Grove City Council is expected to vote on legislation Monday, Oct. 7 to authorize an agreement for the city to purchase property within and adjacent to the Beulah Park development area as a site for a new school that would serve as a replacement for Brookpark Middle School.

In exchange, the city would purchase the current Brookpark site for a nominal amount and use the building and property for recreational programs.

Council will hold a public hearing and second reading, followed by the anticipated vote, at the meeting, which will be held at 7 p.m. at City Hall, 4035 Broadway.

Grove City will purchase parcels totaling 18.4 acres south of the Columbus Street extension, north of Grove City Road and east of Demorest Road, for the new school site. About 4 acres are within the Beulah Park project area.

The city and school district reached an agreement last month for the city to purchase the property.

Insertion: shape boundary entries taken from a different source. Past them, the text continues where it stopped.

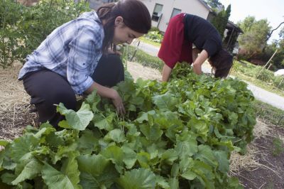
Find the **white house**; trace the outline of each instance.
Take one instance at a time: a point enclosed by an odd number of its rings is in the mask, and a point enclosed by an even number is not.
[[[187,13],[210,20],[213,11],[202,0],[141,0],[152,16],[152,26],[165,32],[170,19]]]

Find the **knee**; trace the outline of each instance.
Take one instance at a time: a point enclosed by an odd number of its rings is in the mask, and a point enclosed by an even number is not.
[[[62,103],[67,109],[76,109],[76,97],[73,91],[55,91],[50,94],[48,102],[53,104]]]

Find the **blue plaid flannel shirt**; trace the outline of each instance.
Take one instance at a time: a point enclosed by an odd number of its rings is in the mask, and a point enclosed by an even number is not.
[[[81,94],[94,82],[90,76],[102,56],[104,37],[97,14],[84,13],[56,28],[28,55],[18,79],[47,68],[66,78],[75,94]]]

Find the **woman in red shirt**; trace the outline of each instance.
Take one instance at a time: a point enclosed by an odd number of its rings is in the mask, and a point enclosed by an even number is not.
[[[192,49],[193,44],[196,48]],[[201,65],[209,58],[218,77],[227,76],[233,63],[233,57],[222,48],[221,36],[213,25],[187,14],[170,19],[158,56],[165,63],[162,80],[165,82],[178,62],[193,63],[193,71],[200,75]]]

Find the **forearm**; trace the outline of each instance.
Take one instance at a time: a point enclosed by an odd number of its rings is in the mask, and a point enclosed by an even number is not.
[[[114,90],[111,88],[109,88],[104,86],[102,86],[97,82],[93,82],[93,84],[89,87],[86,91],[85,93],[91,94],[94,90],[97,90],[97,93],[102,97],[109,99],[114,99]]]
[[[163,82],[168,82],[170,73],[172,72],[172,68],[168,67],[166,64],[164,64],[164,67],[163,68],[163,75],[162,75],[162,81]]]
[[[193,71],[195,72],[195,73],[196,73],[197,75],[200,75],[202,73],[201,66],[207,58],[208,58],[207,52],[205,50],[202,50],[200,55],[196,58],[196,60],[192,64]]]

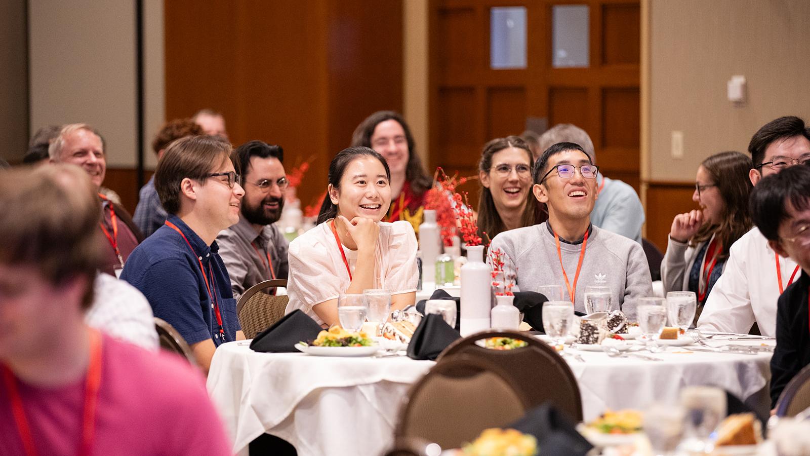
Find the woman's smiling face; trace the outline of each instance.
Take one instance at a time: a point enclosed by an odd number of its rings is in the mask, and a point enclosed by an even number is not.
[[[343,170],[340,188],[330,186],[329,197],[338,206],[338,214],[380,222],[388,213],[391,187],[386,168],[374,157],[361,155]]]

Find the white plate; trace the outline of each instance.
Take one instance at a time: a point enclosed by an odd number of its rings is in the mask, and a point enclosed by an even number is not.
[[[315,356],[371,356],[379,351],[377,345],[369,346],[309,346],[296,343],[295,347],[299,351]]]
[[[710,453],[714,456],[753,456],[759,454],[758,445],[729,445],[727,446],[715,446]]]
[[[684,337],[676,339],[655,339],[655,343],[667,346],[684,346],[695,343],[695,341],[692,340],[691,338]]]
[[[641,432],[633,434],[605,434],[582,424],[577,426],[577,430],[591,445],[600,448],[633,445],[636,441],[636,439],[642,436]]]
[[[602,348],[603,346],[600,343],[593,343],[593,344],[578,343],[577,345],[573,346],[571,348],[582,350],[582,351],[604,351],[604,350]],[[619,351],[627,351],[628,350],[630,350],[633,347],[633,344],[616,343],[616,344],[612,344],[610,346],[612,346],[613,348],[618,350]]]
[[[538,334],[538,335],[536,335],[535,337],[537,338],[539,338],[539,339],[540,339],[541,341],[543,341],[543,342],[544,342],[546,343],[551,343],[551,344],[556,343],[547,334]],[[571,343],[571,342],[573,342],[575,340],[577,340],[577,338],[575,338],[574,336],[571,336],[571,335],[565,336],[565,343]]]

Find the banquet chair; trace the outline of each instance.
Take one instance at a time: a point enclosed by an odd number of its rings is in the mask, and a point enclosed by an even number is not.
[[[526,342],[513,350],[492,350],[477,342],[489,338],[511,338]],[[439,355],[440,364],[458,356],[483,359],[507,373],[509,384],[520,388],[530,407],[551,402],[575,422],[582,420],[579,386],[568,364],[554,348],[532,336],[518,331],[492,329],[458,339]]]
[[[174,329],[165,320],[155,317],[155,330],[157,331],[158,340],[160,342],[160,348],[171,351],[172,353],[177,353],[192,365],[197,365],[197,360],[194,359],[194,354],[191,351],[191,347],[183,338],[183,336],[180,335],[180,333]]]
[[[438,363],[411,386],[399,414],[396,438],[420,438],[458,448],[488,428],[520,419],[523,394],[501,368],[480,359]]]
[[[776,415],[795,416],[808,407],[810,407],[810,366],[804,367],[787,382],[776,402]]]
[[[287,281],[281,278],[266,280],[248,288],[237,302],[237,316],[245,333],[245,338],[252,339],[256,334],[272,326],[284,316],[284,309],[289,297],[274,296],[262,293],[268,288],[287,287]]]

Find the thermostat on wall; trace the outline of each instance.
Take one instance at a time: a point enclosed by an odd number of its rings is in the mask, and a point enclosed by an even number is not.
[[[728,101],[735,103],[745,102],[745,76],[731,76],[727,83],[728,88]]]

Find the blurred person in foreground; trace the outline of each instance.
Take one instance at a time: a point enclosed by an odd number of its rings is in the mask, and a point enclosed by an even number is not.
[[[764,178],[751,194],[751,213],[768,245],[802,270],[777,303],[776,349],[770,360],[773,407],[791,379],[810,364],[810,166]]]
[[[152,140],[152,150],[155,151],[155,155],[160,161],[163,153],[166,152],[166,147],[174,140],[202,134],[202,127],[191,119],[170,120],[160,127],[160,131]],[[135,206],[135,213],[132,218],[143,235],[149,237],[156,230],[163,226],[168,216],[166,209],[160,204],[160,197],[155,190],[155,174],[152,174],[149,182],[142,187],[138,193],[138,205]]]
[[[245,338],[215,241],[239,222],[245,195],[231,152],[217,136],[168,145],[155,170],[168,219],[132,252],[121,275],[149,299],[155,316],[180,333],[206,372],[217,346]]]
[[[101,135],[87,123],[65,125],[48,148],[52,163],[70,163],[81,166],[96,186],[104,218],[98,224],[107,242],[104,243],[101,271],[121,276],[130,254],[143,240],[143,234],[135,226],[130,213],[100,191],[107,172],[107,161]]]
[[[561,142],[579,144],[591,157],[594,165],[596,164],[596,153],[590,136],[575,125],[555,125],[538,140],[540,150]],[[644,206],[636,191],[620,180],[607,178],[599,173],[596,179],[596,202],[590,213],[594,226],[621,234],[641,244],[644,218]]]
[[[751,229],[751,159],[739,152],[721,152],[704,160],[692,195],[701,209],[672,220],[661,280],[664,291],[695,293],[695,322],[726,267],[731,244]]]
[[[810,161],[810,128],[798,117],[780,117],[754,133],[748,152],[753,164],[748,179],[756,187],[765,177]],[[776,301],[799,269],[795,261],[780,256],[760,230],[752,228],[731,245],[697,329],[747,333],[756,323],[763,336],[774,336]]]
[[[231,277],[233,297],[239,299],[257,283],[287,280],[289,242],[275,222],[284,209],[284,192],[289,182],[280,146],[249,141],[237,148],[234,156],[242,172],[245,196],[239,222],[223,230],[216,242]]]
[[[77,172],[78,171],[78,172]],[[63,166],[0,179],[2,454],[228,454],[203,379],[85,323],[104,258],[97,187]]]

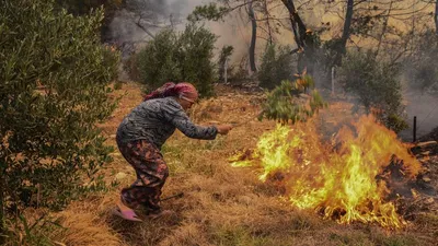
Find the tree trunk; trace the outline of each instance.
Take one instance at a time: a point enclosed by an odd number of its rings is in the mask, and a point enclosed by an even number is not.
[[[3,161],[0,161],[0,235],[4,234],[4,220],[5,220],[5,214],[4,214],[4,181],[3,179],[5,178],[3,169],[5,168],[7,164]],[[4,168],[3,168],[4,167]],[[4,244],[4,237],[0,236],[0,245]]]
[[[257,71],[257,68],[255,67],[255,40],[256,40],[256,35],[257,35],[257,23],[255,22],[255,14],[254,14],[254,9],[253,9],[253,1],[251,0],[249,5],[247,5],[247,14],[251,20],[251,25],[252,25],[252,36],[251,36],[251,45],[250,45],[250,66],[251,66],[251,71],[255,72]]]

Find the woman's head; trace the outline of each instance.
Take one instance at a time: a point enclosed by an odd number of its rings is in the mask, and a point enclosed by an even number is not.
[[[182,83],[173,83],[169,82],[163,84],[161,87],[157,89],[149,95],[145,96],[145,101],[174,96],[178,98],[181,106],[184,109],[191,108],[192,105],[197,101],[199,94],[196,91],[195,86],[187,82]]]

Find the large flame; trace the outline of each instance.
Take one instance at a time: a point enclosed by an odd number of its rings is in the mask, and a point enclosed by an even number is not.
[[[262,167],[260,178],[280,175],[287,199],[302,209],[315,209],[324,218],[336,218],[341,223],[353,221],[377,222],[385,227],[405,224],[391,201],[385,201],[389,189],[377,176],[396,160],[402,160],[406,175],[420,171],[419,162],[400,142],[396,134],[362,116],[354,125],[355,131],[343,127],[324,144],[313,122],[277,126],[264,133],[251,160],[240,160],[233,166]],[[247,154],[246,154],[247,155]]]

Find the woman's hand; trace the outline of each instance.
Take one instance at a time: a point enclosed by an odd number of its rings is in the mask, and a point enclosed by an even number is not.
[[[232,129],[232,125],[229,125],[229,124],[219,125],[219,126],[216,126],[216,128],[218,129],[219,134],[227,134]]]

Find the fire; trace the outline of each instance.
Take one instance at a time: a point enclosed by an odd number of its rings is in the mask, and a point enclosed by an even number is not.
[[[234,156],[232,165],[260,166],[263,181],[277,177],[286,198],[300,209],[314,209],[339,223],[402,227],[405,221],[394,203],[385,201],[390,190],[377,176],[395,157],[410,177],[418,174],[420,164],[408,145],[372,116],[362,116],[353,126],[355,130],[343,127],[331,144],[324,144],[312,121],[278,125],[261,137],[252,159]]]

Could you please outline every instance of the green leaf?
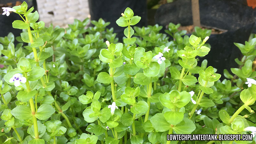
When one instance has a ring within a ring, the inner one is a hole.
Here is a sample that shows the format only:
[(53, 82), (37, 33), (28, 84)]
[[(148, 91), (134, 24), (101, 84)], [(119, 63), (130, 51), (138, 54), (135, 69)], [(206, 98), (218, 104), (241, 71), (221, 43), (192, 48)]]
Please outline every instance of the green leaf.
[(28, 19), (29, 23), (35, 22), (37, 21), (39, 18), (39, 15), (37, 11), (36, 11), (33, 13), (29, 13), (28, 15)]
[(26, 120), (32, 117), (31, 109), (24, 105), (18, 106), (12, 109), (11, 113), (15, 118), (21, 120)]
[(191, 120), (185, 117), (173, 129), (177, 134), (190, 134), (196, 129), (196, 125)]
[(26, 29), (29, 28), (29, 24), (20, 20), (15, 20), (12, 22), (12, 27), (19, 29)]
[(130, 25), (133, 26), (138, 23), (140, 20), (141, 18), (139, 16), (134, 16), (131, 19)]
[(97, 81), (103, 84), (109, 84), (113, 80), (113, 77), (106, 72), (101, 72), (99, 74)]
[(131, 138), (132, 144), (138, 144), (143, 143), (143, 138), (138, 135), (132, 136)]
[(28, 80), (35, 81), (40, 79), (44, 75), (45, 71), (44, 68), (40, 67), (34, 67), (28, 74)]
[(197, 46), (201, 41), (201, 38), (191, 35), (189, 37), (189, 44), (193, 46)]
[(21, 58), (19, 60), (17, 64), (17, 67), (19, 70), (22, 73), (28, 72), (31, 70), (31, 66), (29, 61), (23, 57)]
[(164, 132), (171, 129), (171, 124), (165, 120), (162, 113), (157, 113), (154, 115), (150, 119), (150, 121), (155, 129), (158, 131)]
[(196, 77), (193, 76), (188, 75), (182, 79), (181, 81), (184, 84), (187, 85), (191, 85), (197, 82), (197, 80)]
[(100, 114), (99, 116), (100, 120), (103, 123), (105, 123), (111, 117), (111, 113), (109, 109), (106, 107), (100, 110)]
[(174, 79), (180, 79), (180, 72), (174, 67), (170, 67), (170, 72), (172, 77)]
[(33, 43), (31, 43), (30, 46), (32, 47), (37, 47), (42, 46), (44, 44), (44, 40), (40, 37), (38, 37)]
[(134, 83), (143, 85), (148, 84), (151, 81), (150, 77), (145, 76), (142, 73), (137, 73), (134, 76), (133, 79), (133, 82)]
[(22, 90), (19, 91), (17, 94), (17, 99), (22, 102), (27, 102), (35, 96), (37, 92), (36, 90), (30, 92)]
[(160, 65), (156, 62), (150, 63), (149, 65), (143, 71), (145, 76), (148, 77), (157, 76), (160, 71)]
[(220, 115), (220, 119), (223, 123), (226, 124), (229, 124), (230, 123), (229, 122), (230, 116), (226, 110), (224, 109), (221, 109), (219, 111), (219, 114)]
[(119, 58), (115, 59), (113, 61), (110, 62), (109, 65), (110, 68), (115, 68), (121, 67), (123, 65), (123, 60), (121, 58)]
[(125, 113), (122, 115), (120, 121), (124, 125), (130, 126), (133, 122), (133, 119), (130, 114)]
[(51, 117), (55, 109), (50, 105), (43, 104), (39, 107), (35, 116), (40, 120), (44, 120)]
[(134, 114), (146, 112), (148, 109), (148, 105), (147, 102), (140, 100), (136, 105), (131, 108), (131, 112)]
[(117, 19), (116, 22), (119, 27), (126, 27), (128, 26), (128, 22), (127, 20), (125, 20), (125, 18), (123, 17), (121, 17)]
[(199, 88), (203, 91), (206, 94), (211, 94), (213, 93), (213, 90), (212, 88), (210, 87), (204, 87), (203, 86), (199, 86)]
[(165, 112), (164, 116), (167, 122), (173, 125), (176, 125), (180, 123), (184, 117), (183, 113), (175, 111)]
[(212, 107), (215, 106), (215, 104), (212, 100), (203, 99), (200, 101), (199, 105), (203, 107)]

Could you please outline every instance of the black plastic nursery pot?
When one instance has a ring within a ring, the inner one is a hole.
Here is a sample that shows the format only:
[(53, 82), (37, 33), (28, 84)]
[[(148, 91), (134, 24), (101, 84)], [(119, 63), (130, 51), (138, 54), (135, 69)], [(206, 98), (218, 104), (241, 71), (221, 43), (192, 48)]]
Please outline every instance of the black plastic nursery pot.
[(106, 22), (110, 22), (110, 24), (107, 28), (114, 28), (114, 32), (117, 33), (116, 36), (119, 41), (122, 41), (125, 28), (118, 26), (116, 21), (122, 16), (121, 13), (127, 7), (132, 10), (134, 15), (141, 18), (136, 26), (147, 25), (147, 0), (89, 0), (89, 2), (91, 20), (98, 20), (102, 18)]
[[(8, 7), (7, 3), (12, 3), (12, 6), (15, 6), (17, 0), (0, 0), (0, 5), (1, 7)], [(32, 6), (34, 7), (34, 9), (36, 10), (37, 6), (36, 2), (36, 0), (26, 0), (25, 1), (28, 4), (28, 9)], [(22, 3), (21, 1), (20, 2)], [(19, 4), (19, 5), (20, 4)], [(15, 36), (20, 36), (20, 33), (22, 32), (21, 29), (14, 28), (12, 28), (12, 23), (16, 20), (22, 20), (21, 18), (17, 13), (13, 12), (11, 12), (10, 15), (8, 16), (6, 15), (3, 15), (2, 13), (3, 9), (0, 8), (1, 11), (1, 14), (0, 14), (0, 36), (4, 37), (7, 36), (8, 34), (12, 32), (14, 35)], [(35, 10), (34, 10), (35, 11)]]
[[(208, 65), (223, 73), (227, 69), (236, 68), (234, 60), (240, 59), (239, 49), (234, 42), (244, 44), (248, 41), (252, 30), (256, 28), (256, 11), (241, 3), (223, 0), (199, 0), (201, 25), (227, 30), (218, 34), (212, 34), (207, 41), (211, 45), (209, 53), (199, 58), (200, 65), (203, 59), (208, 61)], [(155, 19), (156, 23), (164, 26), (170, 22), (180, 23), (181, 26), (193, 25), (191, 0), (179, 0), (162, 5), (157, 10)]]

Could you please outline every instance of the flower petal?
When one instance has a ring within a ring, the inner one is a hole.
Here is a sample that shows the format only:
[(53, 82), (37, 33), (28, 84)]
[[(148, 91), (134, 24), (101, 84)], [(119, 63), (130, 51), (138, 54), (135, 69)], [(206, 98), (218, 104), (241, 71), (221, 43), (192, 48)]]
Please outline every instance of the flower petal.
[(26, 83), (26, 82), (27, 82), (27, 79), (26, 79), (26, 77), (22, 76), (20, 78), (20, 82), (24, 83)]
[(20, 81), (15, 81), (14, 82), (14, 85), (15, 86), (18, 87), (20, 85)]
[(158, 60), (157, 60), (157, 62), (158, 63), (161, 64), (162, 63), (162, 61), (161, 60), (161, 59), (159, 59)]
[(11, 83), (14, 81), (15, 80), (15, 78), (14, 78), (14, 77), (12, 77), (10, 79), (10, 80), (9, 81), (9, 83)]
[(255, 126), (248, 126), (244, 129), (244, 131), (250, 131), (252, 132), (256, 132), (256, 127)]
[(10, 15), (10, 12), (9, 12), (9, 11), (7, 11), (6, 12), (6, 16), (9, 16), (9, 15)]

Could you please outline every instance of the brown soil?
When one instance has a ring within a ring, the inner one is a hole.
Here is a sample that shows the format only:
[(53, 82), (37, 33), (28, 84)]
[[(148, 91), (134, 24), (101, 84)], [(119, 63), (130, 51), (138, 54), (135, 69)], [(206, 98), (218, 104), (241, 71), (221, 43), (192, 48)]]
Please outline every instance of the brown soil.
[[(228, 31), (228, 30), (204, 26), (201, 26), (200, 28), (203, 29), (211, 29), (212, 30), (212, 34), (221, 34)], [(178, 28), (180, 30), (186, 30), (187, 31), (187, 34), (191, 34), (195, 31), (194, 26), (193, 25), (187, 26), (180, 26)]]

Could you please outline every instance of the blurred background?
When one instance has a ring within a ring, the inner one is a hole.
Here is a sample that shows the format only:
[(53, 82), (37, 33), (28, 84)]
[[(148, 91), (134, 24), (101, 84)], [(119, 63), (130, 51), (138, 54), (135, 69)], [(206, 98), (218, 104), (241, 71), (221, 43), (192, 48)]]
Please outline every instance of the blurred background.
[[(116, 36), (120, 42), (124, 36), (124, 28), (118, 27), (116, 21), (127, 7), (133, 11), (135, 15), (141, 17), (136, 26), (141, 27), (157, 24), (163, 27), (160, 32), (164, 33), (164, 30), (168, 28), (170, 23), (180, 23), (181, 26), (180, 30), (186, 30), (188, 36), (194, 31), (195, 26), (211, 29), (212, 34), (207, 42), (212, 50), (204, 58), (208, 60), (209, 64), (217, 68), (221, 73), (224, 68), (229, 69), (228, 67), (236, 67), (234, 60), (241, 55), (233, 43), (244, 44), (250, 36), (251, 36), (251, 34), (256, 33), (256, 0), (25, 1), (29, 8), (34, 6), (38, 11), (39, 20), (44, 21), (46, 27), (52, 24), (54, 26), (66, 28), (68, 24), (72, 23), (75, 19), (83, 21), (89, 18), (91, 20), (98, 21), (102, 18), (105, 22), (110, 22), (107, 28), (114, 28), (114, 32), (117, 33)], [(194, 6), (192, 6), (192, 4), (198, 1), (199, 8), (193, 10)], [(12, 7), (20, 4), (22, 2), (0, 0), (0, 7)], [(1, 11), (0, 13), (2, 12)], [(199, 24), (193, 23), (193, 13), (198, 14), (196, 18), (200, 20), (197, 21)], [(17, 19), (21, 18), (13, 12), (8, 17), (1, 14), (0, 36), (6, 36), (10, 32), (15, 36), (19, 36), (21, 30), (13, 28), (11, 24)], [(227, 67), (227, 66), (229, 66)]]

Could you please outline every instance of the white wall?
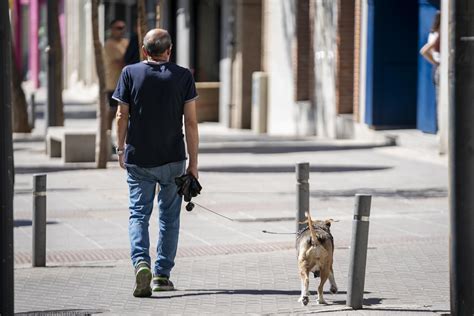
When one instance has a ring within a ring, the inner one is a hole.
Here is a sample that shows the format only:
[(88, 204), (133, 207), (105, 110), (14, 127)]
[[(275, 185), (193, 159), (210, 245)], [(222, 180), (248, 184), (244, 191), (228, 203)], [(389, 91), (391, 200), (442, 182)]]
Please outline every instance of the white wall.
[(91, 1), (65, 1), (64, 4), (65, 88), (95, 86), (97, 75), (92, 41)]
[(295, 0), (265, 0), (263, 10), (263, 70), (269, 77), (267, 131), (294, 135), (297, 130), (292, 69)]
[(316, 0), (314, 23), (317, 132), (336, 138), (337, 1)]
[(439, 96), (438, 96), (438, 140), (439, 152), (444, 154), (448, 151), (448, 121), (449, 121), (449, 78), (452, 77), (452, 69), (449, 64), (449, 0), (441, 2), (441, 64), (439, 73)]

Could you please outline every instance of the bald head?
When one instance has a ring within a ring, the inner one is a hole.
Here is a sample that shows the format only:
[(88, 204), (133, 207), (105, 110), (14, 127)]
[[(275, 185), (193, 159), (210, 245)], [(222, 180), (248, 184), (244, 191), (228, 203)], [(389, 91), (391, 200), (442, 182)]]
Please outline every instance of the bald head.
[(163, 29), (153, 29), (143, 38), (143, 47), (148, 56), (157, 57), (171, 48), (171, 36)]

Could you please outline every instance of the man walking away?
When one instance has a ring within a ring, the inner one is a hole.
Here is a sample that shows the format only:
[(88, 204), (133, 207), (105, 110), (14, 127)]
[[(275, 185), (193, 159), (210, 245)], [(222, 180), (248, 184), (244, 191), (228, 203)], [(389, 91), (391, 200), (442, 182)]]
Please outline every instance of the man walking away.
[(171, 269), (178, 246), (182, 198), (175, 178), (186, 172), (198, 177), (198, 127), (196, 86), (191, 72), (169, 62), (171, 37), (153, 29), (143, 39), (144, 62), (126, 66), (113, 98), (118, 101), (117, 155), (127, 170), (129, 186), (129, 236), (135, 268), (137, 297), (151, 296), (148, 223), (158, 193), (159, 238), (153, 270), (153, 291), (173, 290)]

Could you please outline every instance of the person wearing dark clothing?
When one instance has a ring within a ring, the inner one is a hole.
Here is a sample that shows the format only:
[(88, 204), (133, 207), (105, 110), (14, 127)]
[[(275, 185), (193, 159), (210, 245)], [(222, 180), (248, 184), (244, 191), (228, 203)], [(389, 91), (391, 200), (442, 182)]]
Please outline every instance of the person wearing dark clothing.
[[(120, 166), (127, 170), (129, 187), (136, 297), (151, 296), (152, 290), (174, 289), (169, 278), (178, 246), (182, 202), (175, 178), (185, 172), (198, 178), (196, 86), (188, 69), (169, 62), (171, 47), (166, 30), (149, 31), (143, 39), (146, 60), (122, 70), (113, 94), (119, 103), (117, 155)], [(184, 138), (189, 157), (186, 170)], [(152, 276), (148, 225), (157, 184), (160, 231)]]

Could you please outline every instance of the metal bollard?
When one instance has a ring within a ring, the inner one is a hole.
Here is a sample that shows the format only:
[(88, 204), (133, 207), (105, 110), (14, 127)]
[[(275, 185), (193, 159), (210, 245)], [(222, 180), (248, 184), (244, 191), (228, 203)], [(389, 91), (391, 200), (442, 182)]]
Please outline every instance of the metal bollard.
[(346, 305), (361, 309), (364, 299), (365, 266), (369, 241), (369, 215), (372, 196), (356, 194), (352, 222), (351, 259), (347, 285)]
[(300, 224), (306, 219), (305, 213), (309, 210), (309, 163), (301, 162), (296, 164), (296, 231), (299, 231), (305, 224)]
[(28, 124), (30, 128), (35, 128), (35, 119), (36, 119), (36, 102), (35, 102), (35, 94), (32, 93), (30, 95), (30, 106), (28, 107)]
[(46, 174), (33, 175), (33, 267), (46, 266)]

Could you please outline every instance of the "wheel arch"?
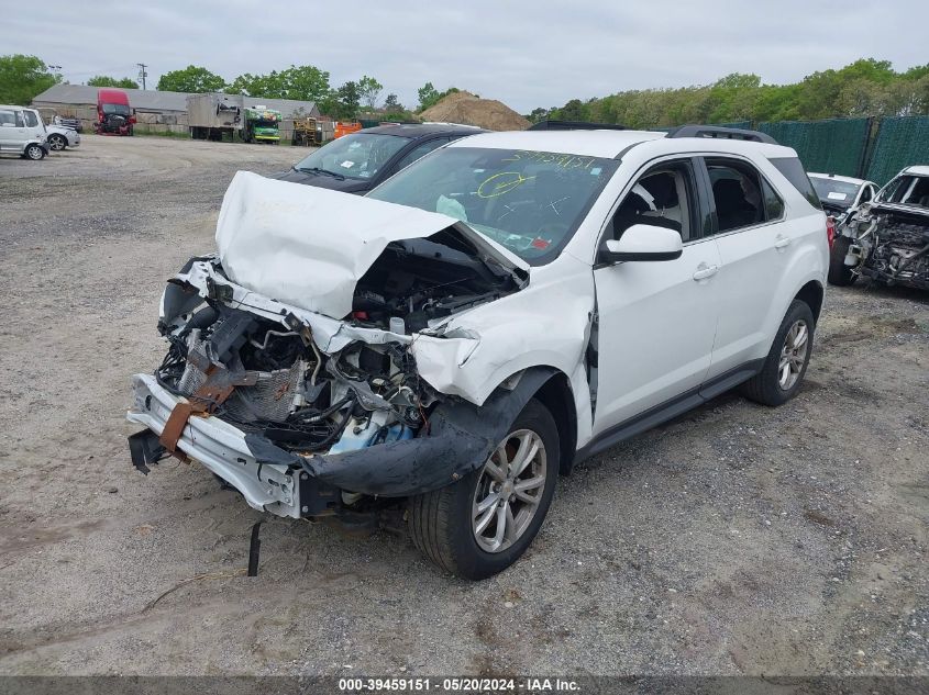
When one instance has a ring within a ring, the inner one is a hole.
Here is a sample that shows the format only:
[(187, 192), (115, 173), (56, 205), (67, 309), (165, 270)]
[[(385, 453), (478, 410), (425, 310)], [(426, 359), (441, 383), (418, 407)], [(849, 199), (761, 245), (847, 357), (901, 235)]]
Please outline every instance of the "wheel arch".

The city will buy parcels at 3917 Elm St. and 3156 and 3150 Demorest Road for $406,000.

The city also will buy parcels at 3160 Demorest Road and 4310 Grove City Road for $540,000. An initial payment of $100,000 will be made on closing in 2019. The remaining $440,000 will be paid in three equal installments between 2020 and 2022.

The South-Western Board of Education gave its approval to the agreement Sept. 9.

All money for the land purchases will come out of the city’s general fund, Mayor Richard "Ike" Stage said.

“The installment payments will help reduce the impact on our general-fund expenses by spreading the cost out over a period of years,” he said.

The replacement for Brookpark will be constructed as part of the second phase of South-Western’s Ohio Facilities Construction Commission project, Superintendent Bill Wise said.

Voters approved a $93.4 million bond issue in November 2018 to fund the local share of the cost of the second phase, which will include construction of new buildings for Brookpark, Finland, Norton and Pleasant View middle schools and renovations at Jackson Middle School and East Franklin Elementary School.

The commission will provide half of the cost of the building projects.

The agreement between the district and the city also allows the district to construct the new Pleasant View Middle School adjacent to Bolton Crossing Elementary School on Holt Road, allowing the new school building to make better use of city water and sewer services and use natural-gas lines rather than the propane-gas system at Pleasant View, Wise said.

Construction of the new middle school buildings is expected to begin in summer 2020, with the buildings opening in fall 2022, Wise said.

Grove City will pay $10 for the Brookpark site and will occupy it by July 2022. The city will be able to use some of the fields and space on the school property immediately for parks and recreation programs, Stage said.

“This is the definition of a win-win arrangement,” he said.

The school gets the benefit of a site for a larger school building to replace Brookpark, and the city has been able to ensure the replacement school building will be in Grove City, he said. 

“There’s a real economic-development aspect to this,” Stage said. “We’ll be able to keep the income-tax revenue from the people who work at the Brookpark school in Grove City, not to mention from the people who will be working to build the new school.”

“I love this kind of agreement because it’s a textbook example of how a city and school district can work together to come up with an arrangement that benefits the city, the schools and the community as a whole,” Wise said.